Alguma cena te chocou especialmente? Entre estes momentos, estão as dos kibutz no Sul e do lugar onde foi a festa atacada pelo Hamas. Estar lá é como se você estivesse vendo o terror acontecer na sua frente. O cenário deixa pistas tão explícitas do que foi feito: casas explodidas, objetos pessoais quebrados, roupas jogadas pelo chão, sangue. Fotos deixadas para trás. Caminhar por aquelas ruas e entrar naquelas casas é testemunhar a destruição de vidas e de histórias.
Como funciona a captação disso tudo? Como os jornalistas não podem entrar em Gaza, minha cobertura do que está acontecendo por lá é sobretudo por celular. Recebo relatos emocionantes dos brasileiros que estão esperando perto da fronteira com Gaza, de funcionários da ONU e de outros moradores de Gaza. É impactante acompanhar o relato deles, principalmente da Shahed, que tem 18 anos e tem feito vários filmes mostrando as dificuldades de conviver com bombardeio e em meio ao racionamento.
Como costuma ser o contato com sua família? Antes de vir para Israel, fui correspondente nos Estados Unidos por quatro anos. Anteriormente, morei em Brasília. Não moro na mesma cidade que os meus pais há muito tempo, então já tinha algum costume.
Mas agora é diferente... Claro, a ansiedade sobre a guerra e minha segurança aqui muda um pouco a situação. Nos primeiros dias, recebi uma enxurrada de mensagens perguntando se eu estava bem e em segurança. Era uma pergunta difícil de responder, e não tive tempo de retornar a todos. Uma professora da 1ª série do ensino fundamental me viu na TV e escreveu, eu não falava com ela desde essa época, então imagine o tamanho do volume de mensagens.
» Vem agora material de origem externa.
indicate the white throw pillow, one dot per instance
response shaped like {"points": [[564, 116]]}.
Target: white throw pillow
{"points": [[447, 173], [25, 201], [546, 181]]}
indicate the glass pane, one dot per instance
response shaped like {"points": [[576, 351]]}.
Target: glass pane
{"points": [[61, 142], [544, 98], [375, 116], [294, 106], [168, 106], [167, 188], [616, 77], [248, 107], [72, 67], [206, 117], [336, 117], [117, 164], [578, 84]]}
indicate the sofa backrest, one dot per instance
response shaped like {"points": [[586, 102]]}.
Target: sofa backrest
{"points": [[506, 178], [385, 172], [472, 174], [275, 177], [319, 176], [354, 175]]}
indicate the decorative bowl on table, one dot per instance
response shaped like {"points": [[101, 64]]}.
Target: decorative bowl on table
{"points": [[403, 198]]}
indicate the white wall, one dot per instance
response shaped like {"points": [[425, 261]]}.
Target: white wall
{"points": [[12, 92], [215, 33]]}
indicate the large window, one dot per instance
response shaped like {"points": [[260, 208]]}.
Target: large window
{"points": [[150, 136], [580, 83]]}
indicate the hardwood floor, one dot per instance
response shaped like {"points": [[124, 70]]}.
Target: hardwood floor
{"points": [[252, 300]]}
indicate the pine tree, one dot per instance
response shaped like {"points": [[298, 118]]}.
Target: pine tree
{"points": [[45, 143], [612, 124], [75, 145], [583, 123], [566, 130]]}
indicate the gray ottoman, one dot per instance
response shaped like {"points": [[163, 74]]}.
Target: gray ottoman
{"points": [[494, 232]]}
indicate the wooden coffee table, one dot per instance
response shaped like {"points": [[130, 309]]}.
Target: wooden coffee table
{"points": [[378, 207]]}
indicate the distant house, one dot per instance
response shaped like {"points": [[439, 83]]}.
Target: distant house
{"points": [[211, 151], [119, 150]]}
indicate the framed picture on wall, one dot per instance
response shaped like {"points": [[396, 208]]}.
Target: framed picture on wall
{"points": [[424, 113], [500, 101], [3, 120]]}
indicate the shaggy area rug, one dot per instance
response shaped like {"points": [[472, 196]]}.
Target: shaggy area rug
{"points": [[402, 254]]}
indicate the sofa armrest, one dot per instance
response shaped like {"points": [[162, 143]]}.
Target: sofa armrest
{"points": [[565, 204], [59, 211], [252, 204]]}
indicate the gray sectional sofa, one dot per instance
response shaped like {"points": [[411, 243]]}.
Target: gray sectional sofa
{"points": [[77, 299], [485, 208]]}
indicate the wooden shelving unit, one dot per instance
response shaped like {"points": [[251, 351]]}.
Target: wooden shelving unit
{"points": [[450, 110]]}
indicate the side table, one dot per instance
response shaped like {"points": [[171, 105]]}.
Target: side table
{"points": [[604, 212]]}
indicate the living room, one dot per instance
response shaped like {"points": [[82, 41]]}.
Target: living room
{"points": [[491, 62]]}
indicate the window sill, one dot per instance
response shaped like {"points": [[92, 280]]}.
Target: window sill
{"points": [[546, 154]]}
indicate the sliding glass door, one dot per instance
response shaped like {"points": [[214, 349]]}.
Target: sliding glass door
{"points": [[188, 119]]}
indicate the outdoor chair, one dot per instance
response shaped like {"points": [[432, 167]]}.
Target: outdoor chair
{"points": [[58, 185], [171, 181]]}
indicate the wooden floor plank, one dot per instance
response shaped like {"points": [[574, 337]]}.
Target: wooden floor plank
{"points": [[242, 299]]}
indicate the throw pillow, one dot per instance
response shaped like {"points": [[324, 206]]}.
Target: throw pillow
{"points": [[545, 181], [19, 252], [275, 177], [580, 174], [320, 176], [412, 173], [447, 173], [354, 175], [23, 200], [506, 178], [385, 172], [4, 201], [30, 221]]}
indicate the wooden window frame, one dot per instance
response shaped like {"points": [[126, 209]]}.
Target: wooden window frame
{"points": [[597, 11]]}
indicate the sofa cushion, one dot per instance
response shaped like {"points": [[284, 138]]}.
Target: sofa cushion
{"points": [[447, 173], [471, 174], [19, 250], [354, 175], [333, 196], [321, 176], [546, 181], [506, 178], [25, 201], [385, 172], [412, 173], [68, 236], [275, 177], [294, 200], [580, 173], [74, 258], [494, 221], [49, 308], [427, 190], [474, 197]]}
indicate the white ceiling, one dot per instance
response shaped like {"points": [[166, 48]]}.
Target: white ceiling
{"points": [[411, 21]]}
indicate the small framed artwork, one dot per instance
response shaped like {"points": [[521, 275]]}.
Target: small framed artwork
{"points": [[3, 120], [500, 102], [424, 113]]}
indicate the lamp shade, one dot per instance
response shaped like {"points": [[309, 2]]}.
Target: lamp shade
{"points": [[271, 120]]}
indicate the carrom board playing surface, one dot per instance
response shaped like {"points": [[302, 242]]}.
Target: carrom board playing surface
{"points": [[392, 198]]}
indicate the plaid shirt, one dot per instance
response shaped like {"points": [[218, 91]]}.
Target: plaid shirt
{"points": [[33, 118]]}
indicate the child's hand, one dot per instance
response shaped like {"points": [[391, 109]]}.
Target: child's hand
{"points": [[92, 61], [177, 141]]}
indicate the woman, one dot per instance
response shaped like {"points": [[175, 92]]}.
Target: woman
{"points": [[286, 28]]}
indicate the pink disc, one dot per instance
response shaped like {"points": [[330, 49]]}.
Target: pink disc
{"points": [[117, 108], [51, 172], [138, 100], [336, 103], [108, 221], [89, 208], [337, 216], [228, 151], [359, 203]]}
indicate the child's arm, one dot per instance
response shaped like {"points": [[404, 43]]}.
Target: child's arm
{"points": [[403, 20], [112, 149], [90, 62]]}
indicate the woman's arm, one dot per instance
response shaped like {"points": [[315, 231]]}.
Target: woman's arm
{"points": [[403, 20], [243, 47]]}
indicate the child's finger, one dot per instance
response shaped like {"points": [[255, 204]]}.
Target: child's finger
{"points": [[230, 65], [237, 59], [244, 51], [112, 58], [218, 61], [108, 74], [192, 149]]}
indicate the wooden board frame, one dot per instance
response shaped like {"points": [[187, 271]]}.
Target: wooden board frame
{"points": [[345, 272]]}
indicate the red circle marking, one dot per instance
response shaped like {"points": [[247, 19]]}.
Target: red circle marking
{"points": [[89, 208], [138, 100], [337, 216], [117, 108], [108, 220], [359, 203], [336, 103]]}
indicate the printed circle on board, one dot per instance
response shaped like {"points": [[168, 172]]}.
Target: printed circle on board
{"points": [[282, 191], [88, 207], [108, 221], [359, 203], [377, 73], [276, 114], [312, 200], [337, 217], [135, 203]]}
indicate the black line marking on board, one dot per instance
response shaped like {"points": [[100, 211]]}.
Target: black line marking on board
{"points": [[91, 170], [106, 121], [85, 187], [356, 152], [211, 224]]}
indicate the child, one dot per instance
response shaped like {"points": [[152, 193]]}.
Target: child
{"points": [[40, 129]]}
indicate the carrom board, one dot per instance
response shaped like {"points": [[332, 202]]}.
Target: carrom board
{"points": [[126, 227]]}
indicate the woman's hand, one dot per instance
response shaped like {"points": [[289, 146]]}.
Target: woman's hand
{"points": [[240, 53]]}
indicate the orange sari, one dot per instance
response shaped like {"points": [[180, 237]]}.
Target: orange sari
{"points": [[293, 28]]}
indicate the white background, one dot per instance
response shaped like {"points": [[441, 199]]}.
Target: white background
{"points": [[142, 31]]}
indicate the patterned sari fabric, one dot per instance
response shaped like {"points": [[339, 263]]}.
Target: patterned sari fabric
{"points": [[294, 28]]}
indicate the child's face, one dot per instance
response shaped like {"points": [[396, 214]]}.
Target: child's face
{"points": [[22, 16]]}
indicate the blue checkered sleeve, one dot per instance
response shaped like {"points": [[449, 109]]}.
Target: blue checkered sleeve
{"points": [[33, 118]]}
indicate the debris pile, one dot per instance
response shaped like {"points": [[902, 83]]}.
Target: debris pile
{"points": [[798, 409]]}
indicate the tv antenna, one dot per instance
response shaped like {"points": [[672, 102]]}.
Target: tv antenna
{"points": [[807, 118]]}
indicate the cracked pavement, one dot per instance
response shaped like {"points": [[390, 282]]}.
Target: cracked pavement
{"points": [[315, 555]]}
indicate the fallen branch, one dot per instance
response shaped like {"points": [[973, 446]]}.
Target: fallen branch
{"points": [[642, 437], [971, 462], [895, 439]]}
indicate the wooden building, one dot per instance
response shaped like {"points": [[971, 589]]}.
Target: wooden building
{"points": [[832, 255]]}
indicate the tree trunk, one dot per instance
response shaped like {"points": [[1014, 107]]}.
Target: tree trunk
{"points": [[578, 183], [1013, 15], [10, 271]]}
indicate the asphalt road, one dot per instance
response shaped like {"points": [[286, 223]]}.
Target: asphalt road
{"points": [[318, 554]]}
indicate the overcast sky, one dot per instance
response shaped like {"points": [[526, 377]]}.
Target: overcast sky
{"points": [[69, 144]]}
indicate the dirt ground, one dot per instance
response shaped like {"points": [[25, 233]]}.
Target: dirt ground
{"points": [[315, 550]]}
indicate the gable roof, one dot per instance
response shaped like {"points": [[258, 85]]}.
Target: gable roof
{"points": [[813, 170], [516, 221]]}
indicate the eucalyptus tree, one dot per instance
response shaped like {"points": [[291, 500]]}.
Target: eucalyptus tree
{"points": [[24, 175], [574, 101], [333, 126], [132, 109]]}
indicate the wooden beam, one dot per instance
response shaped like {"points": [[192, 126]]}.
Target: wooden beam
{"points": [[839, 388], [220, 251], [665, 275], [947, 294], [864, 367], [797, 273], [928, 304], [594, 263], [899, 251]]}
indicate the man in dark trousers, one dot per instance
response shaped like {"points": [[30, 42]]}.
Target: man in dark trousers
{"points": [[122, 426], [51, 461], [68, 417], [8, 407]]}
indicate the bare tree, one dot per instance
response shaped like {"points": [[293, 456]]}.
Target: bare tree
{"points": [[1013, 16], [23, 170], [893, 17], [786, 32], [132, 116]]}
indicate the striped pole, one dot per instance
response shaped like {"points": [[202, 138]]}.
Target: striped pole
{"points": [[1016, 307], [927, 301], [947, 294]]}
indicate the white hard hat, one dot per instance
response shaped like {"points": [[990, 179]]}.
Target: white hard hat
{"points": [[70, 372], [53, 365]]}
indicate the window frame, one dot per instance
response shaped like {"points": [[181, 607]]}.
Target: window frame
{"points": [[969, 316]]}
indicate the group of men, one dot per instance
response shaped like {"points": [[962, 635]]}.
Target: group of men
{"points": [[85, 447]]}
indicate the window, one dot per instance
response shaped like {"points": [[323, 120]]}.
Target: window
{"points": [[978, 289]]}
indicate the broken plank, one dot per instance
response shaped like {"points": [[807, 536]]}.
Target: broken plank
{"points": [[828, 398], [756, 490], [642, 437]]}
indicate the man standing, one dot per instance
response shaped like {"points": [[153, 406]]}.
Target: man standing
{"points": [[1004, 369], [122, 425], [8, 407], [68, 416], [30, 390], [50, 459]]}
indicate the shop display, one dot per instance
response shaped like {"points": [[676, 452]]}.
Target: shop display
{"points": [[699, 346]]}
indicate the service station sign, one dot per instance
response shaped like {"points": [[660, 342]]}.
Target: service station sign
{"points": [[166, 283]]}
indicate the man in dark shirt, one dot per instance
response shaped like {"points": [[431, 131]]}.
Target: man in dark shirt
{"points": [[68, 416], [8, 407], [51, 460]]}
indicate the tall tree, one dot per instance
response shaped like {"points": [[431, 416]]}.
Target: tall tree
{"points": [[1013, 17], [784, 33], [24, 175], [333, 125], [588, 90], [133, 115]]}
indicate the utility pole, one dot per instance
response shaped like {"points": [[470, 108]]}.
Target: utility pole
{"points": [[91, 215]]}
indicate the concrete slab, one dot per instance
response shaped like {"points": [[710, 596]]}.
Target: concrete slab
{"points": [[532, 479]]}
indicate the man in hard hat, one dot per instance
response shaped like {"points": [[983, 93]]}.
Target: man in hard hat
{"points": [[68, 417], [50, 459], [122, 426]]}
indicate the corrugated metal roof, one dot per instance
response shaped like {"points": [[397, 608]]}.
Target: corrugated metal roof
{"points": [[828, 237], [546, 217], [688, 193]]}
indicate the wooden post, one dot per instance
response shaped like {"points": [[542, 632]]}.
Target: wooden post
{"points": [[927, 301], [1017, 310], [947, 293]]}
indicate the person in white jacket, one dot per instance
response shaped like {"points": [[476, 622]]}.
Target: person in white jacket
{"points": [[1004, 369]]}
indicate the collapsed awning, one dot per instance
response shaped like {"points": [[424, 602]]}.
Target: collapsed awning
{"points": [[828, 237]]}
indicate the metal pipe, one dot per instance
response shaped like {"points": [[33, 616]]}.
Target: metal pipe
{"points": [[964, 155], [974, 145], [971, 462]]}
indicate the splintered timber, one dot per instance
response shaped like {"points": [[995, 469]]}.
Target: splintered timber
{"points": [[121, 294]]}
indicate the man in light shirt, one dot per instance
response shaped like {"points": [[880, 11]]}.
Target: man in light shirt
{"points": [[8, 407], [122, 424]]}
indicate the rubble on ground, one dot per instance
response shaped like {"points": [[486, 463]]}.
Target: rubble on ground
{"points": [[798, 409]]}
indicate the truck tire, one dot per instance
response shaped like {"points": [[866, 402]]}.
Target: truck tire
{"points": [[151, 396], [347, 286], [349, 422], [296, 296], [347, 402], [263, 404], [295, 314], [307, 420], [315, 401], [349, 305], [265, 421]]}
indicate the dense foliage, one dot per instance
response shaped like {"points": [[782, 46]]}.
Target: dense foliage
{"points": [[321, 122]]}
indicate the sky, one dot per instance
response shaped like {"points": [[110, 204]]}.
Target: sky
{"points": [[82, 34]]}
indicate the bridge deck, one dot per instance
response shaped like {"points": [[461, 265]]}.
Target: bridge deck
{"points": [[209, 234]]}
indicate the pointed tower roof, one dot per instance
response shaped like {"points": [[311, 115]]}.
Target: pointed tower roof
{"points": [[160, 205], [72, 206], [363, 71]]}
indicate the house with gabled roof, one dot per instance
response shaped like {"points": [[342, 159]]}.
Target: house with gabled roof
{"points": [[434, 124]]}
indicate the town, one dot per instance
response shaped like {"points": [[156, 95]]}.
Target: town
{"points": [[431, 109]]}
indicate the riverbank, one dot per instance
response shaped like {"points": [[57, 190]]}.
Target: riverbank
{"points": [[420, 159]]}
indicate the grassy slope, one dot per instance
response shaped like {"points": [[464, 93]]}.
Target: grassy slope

E sua mãe? Como lida com a filha trabalhando no meio da guerra? Minha mãe tem sido excelente. Ela nunca me deixa nervosa, nem pressiona para eu voltar ou deixar de fazer meu trabalho. Ela sabe o quão a sério eu levo a minha missão, e entende meu lado. Ela mantém a calma, mesmo quando eu aviso que estou indo para o front. Só pergunta exatamente onde, vai checando durante o dia... claro, ela é uma super fã. Tudo que eu faço ela acha incrível e importante.
Quando sai de casa, o que costuma levar? Uma garrafona de água. Eu já bebia muita água, geralmente, nestes tempos então, nem se fala... e uma barrinha de proteína. Eu não tenho muita fome quando estou no "batidão". Além deles, claro, não pode faltar nunca: colete à prova de balas, capacete e filtro solar.
Sempre quis ser jornalista de TV? Eu fui, na maior parte, jornalista de texto. Fiz jornalismo porque amo literatura, minha primeira paixão. Eu queria escrever. Acabei indo escrever a realidade e a TV foi uma surpresa mais recente, de uns oito anos para cá. Uma paixão tardia, mas que me pegou de jeito. Não saio mais.